解説書 USB ポート設定のヒント

Version 1.0
March 2016
解説書
USB ポート設定のヒント
RMX-USB_PORT_SETTING-JPN-V1.0
USB ポート設定のヒント
はじめに
従来、アマチュア無線固定機で RTTY を運用する場合、RTTY 用ソフトウェアをインストールしたパソコンのサウンド
カードでキーイング信号をエンコード/デコード処理していました。また、パソコンで操作する無線機の送受信切り替え
信号は、パソコンに装備された通信ポートの RS-232C コネクターから出力されていました。
この場合、パソコンと無線機のあいだの送受信切り替えや RTTY のキーイング信号、無線機で検波した RTTY 信号
のパソコンへの入力などに論理反転やレベル調整用のインターフェイス回路を挿入していました。
このような経緯の中で、パソコン環境ではプリンターや外部記憶媒体などの周辺機器の多様化と接続に関する柔軟
性、およびデータ通信速度の向上に対応した Universal Serial Bus(USB)ポートが RS-232C コネクターにかわって標
準装備となっています。
このパソコン環境の変化に追従すべく、弊社製アマチュア無線固定機では USB 接続に対応するために、USB ポート
を装備しています。
パソコンと無線機を USB ケーブルで接続してデータをやり取りするには、制御信号やキーイング信号のアナログデー
タをデジタル化する必要がありました。しかし、デジタル化することによって論理反転や信号レベルはソフトウェア上
で調整できるようになります。つまり、デジタル化することで無線機とパソコンのあいだに存在していたインターフェイ
ス回路が不要になり、接続自体がシンプルになります。
この USB ポートは RTTY ソフトウェア、ロギングソフトウェアでの運用だけではなく、CI-V コマンドを使ってパソコンか
ら無線機を操作したり、別売品のクローニングソフトウェアを使ってメモリーや設定内容をプログラムしたりすることも
できます。
本書では、この USB ポートに関する一部の設定について解説しています。
また、本書の内容が該当する製品は、以下のとおりです。
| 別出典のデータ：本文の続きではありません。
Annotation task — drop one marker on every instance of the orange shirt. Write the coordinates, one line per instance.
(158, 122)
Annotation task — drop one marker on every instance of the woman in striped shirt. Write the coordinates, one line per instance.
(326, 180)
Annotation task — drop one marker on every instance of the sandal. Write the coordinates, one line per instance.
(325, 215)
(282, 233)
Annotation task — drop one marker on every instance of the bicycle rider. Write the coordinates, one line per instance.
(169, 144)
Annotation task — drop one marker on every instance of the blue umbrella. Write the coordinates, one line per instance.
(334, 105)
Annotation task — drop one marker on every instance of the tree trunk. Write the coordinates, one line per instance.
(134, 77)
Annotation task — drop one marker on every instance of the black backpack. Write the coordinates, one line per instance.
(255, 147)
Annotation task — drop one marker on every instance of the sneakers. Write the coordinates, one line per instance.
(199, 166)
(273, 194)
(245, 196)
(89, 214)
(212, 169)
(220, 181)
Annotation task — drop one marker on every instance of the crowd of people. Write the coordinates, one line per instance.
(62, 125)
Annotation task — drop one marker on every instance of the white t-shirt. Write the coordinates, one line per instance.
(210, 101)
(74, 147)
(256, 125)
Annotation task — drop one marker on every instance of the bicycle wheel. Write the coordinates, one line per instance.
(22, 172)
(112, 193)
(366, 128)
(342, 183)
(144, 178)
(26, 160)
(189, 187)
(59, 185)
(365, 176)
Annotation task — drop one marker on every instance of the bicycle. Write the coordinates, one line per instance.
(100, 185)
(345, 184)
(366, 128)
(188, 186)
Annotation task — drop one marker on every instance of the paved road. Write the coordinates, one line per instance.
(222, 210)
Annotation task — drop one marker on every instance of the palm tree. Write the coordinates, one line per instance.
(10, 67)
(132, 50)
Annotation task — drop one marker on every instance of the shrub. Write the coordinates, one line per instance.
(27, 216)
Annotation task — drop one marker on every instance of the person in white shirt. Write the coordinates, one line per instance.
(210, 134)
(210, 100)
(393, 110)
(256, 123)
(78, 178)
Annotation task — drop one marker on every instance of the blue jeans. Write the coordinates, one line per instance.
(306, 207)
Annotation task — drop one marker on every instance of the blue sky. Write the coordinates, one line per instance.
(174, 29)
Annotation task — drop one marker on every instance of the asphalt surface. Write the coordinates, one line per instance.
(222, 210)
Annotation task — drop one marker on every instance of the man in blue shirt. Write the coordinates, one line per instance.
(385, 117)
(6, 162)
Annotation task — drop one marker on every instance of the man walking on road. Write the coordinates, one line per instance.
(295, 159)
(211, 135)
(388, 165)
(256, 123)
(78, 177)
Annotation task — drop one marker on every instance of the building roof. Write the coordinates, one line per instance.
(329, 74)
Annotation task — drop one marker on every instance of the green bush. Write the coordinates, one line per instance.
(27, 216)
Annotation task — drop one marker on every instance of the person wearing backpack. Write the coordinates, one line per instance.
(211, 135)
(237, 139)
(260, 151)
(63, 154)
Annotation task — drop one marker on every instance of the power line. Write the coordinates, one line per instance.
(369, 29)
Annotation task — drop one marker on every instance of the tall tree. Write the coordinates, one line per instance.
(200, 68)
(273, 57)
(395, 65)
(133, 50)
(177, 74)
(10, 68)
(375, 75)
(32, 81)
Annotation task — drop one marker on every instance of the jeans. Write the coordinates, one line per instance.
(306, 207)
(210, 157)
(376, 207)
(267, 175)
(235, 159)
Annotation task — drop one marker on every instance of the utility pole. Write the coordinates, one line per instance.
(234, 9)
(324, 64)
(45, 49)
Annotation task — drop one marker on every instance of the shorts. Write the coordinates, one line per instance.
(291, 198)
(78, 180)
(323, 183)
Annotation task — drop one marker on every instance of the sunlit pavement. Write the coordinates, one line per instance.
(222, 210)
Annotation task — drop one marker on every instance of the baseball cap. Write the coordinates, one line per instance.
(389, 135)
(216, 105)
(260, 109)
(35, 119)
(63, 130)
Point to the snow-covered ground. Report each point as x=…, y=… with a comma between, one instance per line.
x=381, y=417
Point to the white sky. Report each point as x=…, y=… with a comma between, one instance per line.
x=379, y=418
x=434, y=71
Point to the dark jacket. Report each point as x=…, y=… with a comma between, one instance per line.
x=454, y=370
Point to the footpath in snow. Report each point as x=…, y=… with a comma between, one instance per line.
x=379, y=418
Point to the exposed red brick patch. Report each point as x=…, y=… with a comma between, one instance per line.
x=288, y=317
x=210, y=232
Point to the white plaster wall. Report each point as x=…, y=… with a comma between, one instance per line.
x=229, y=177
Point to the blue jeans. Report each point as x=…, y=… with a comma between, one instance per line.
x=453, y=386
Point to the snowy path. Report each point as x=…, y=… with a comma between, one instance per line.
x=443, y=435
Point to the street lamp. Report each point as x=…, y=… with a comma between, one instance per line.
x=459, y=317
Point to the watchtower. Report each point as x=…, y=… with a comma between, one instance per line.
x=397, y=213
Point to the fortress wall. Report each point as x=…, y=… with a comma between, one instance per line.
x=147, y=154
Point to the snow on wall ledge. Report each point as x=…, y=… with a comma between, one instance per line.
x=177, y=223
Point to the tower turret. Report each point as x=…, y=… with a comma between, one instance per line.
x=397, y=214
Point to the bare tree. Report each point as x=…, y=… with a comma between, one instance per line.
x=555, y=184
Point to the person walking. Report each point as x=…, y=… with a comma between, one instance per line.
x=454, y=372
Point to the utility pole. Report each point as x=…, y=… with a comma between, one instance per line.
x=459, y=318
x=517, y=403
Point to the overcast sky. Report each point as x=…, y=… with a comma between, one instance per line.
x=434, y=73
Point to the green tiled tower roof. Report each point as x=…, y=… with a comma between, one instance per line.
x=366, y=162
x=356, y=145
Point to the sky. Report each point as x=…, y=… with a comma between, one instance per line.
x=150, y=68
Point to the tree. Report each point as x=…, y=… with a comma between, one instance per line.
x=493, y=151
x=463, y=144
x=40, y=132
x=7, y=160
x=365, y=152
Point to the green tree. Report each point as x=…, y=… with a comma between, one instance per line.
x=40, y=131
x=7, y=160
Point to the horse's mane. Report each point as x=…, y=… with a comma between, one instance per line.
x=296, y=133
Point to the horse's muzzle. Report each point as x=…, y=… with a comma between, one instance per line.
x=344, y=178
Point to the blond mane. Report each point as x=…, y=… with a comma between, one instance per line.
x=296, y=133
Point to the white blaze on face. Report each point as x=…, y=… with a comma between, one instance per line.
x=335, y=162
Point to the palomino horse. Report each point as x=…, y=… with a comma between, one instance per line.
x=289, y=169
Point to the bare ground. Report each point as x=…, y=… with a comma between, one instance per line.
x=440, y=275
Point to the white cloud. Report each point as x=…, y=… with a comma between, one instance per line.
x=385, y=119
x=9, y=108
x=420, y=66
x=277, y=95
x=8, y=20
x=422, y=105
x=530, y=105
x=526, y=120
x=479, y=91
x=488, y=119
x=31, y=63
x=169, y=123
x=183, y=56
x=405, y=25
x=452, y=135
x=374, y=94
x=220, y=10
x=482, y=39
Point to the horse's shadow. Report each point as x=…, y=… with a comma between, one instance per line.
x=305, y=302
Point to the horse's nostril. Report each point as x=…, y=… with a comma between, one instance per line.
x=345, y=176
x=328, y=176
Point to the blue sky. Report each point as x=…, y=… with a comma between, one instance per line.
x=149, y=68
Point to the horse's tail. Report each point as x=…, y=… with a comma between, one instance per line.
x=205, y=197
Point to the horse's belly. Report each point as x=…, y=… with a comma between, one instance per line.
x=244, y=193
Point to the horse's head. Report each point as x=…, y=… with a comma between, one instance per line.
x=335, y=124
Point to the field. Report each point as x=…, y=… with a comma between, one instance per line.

(2016 年 3 月現在)
 IC-7100
 IC-7300
 IC-7850/IC-7851(以下、IC-7851 と記載)
 IC-9100
上記製品をパソコンと接続して操作するには、お使いになるパソコンに USB ドライバーのインストールが必要になり
ます。
Microsoft® Windows®用 USB ドライバーは弊社ホームページ(URL http://www.icom.co.jp)からダウンロードできます。
ダウンロード方法について詳しくは無線機の取扱説明書を、USB ドライバーのインストール方法については、USB ド
ライバーインストールガイドを参照願います。
本書の掲載事項は、あくまでもパソコンやネットワークの設定に関する基本的な考えかたです。お客様がご使用にな
るパソコン、ソフトウェア、およびネットワークの設定に関しては、それぞれの機器・ソフトウェアの取扱説明書、また
はサポートセンターなどでご確認をお願いします。弊社ではパソコン、ソフトウェア、およびネットワークの設定につい
てサポートいたしかねます。あらかじめご承知おきください。
登録商標/著作権について
アイコム株式会社、アイコム、ICOM ロゴ、iUSE、iUSE ロゴは、アイコム株式会社の登録商標です。
Microsoft および Windows は、米国 Microsoft Corporation の米国およびその他の国における登録商標または商標で
す。
その他、本書に記載されている会社名、製品名は、各社の商標および登録商標です。
本書の内容の一部、または全部を無断で複写/転用することは、禁止されています。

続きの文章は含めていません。